第18章 魔王の誓い(織田信長/悲甘)
静かに天主へと戻る。
「今戻っー」
いつものように帰りを告げるか否か、襖を閉めた途端にふわりと身体に懐かしい温もりが被さった。
俺の腰に腕を回し、胸に頬を擦りながら、存在を確かめるようにして迦羅が其処に居た。
「お帰りなさい…」
少々涙声であった。
「ああ、ただいま」
それに応えるように愛しい身体を抱く。
これだけの時間離れていたのは久しぶりのことだったが、随分と待たせてしまったようだ。
「こうして帰ってきたんだ。泣くな」
「…無事でなによりです」
ぐっと涙を堪えて笑みを見せる迦羅がこの上なく愛おしい。
ここしばらく、泣き言を言わなくなった。
心配するなと散々言い聞かせてきたのもあるが、恐らくその胸の内には、言葉にはしない様々な思いがあるに違いない。

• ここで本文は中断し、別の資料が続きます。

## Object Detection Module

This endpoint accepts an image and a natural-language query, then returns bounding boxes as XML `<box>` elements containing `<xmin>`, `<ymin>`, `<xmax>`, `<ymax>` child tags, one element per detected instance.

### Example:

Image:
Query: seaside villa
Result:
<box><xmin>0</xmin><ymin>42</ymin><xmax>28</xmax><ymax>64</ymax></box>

俺と共に生きると言った日から、強くなろうとしている。
「…迦羅」
込み上げてくる熱いものを言葉には出来ず、正面から俺に向き合う愛する女に、口付けで伝える。
「信長様。私は、幸せです」
そう言うと、花が咲いたように笑った。
「貴様が幸せであれば、俺もまた幸せだ」
そうして温もりに触れていると、突然慌ただしい足音が近付いて来た。
「信長様!宜しいでしょうか」
襖の向こうで声を上げているのは秀吉のようだ。
「何だ」
「只今東国より戻った者が」
険しい顔つきの秀吉に何事か起こっているのを察する。
迦羅のほうを向き直り告げる。
「案ずるな、ここに居ろ」
頷くのを確認し、秀吉と共に足早に天主を出た。
広間へ着くと、やれ傷だらけでボロボロの姿となり、深手を負っている者がひとり、家臣に支えられた状態でひどい呼吸をしていた。
一足遅れてやって来た光秀はその者を見るや
「お前はっ…!何があった!?」
どうやら光秀が東国へ送り込んでいた手下のようだ。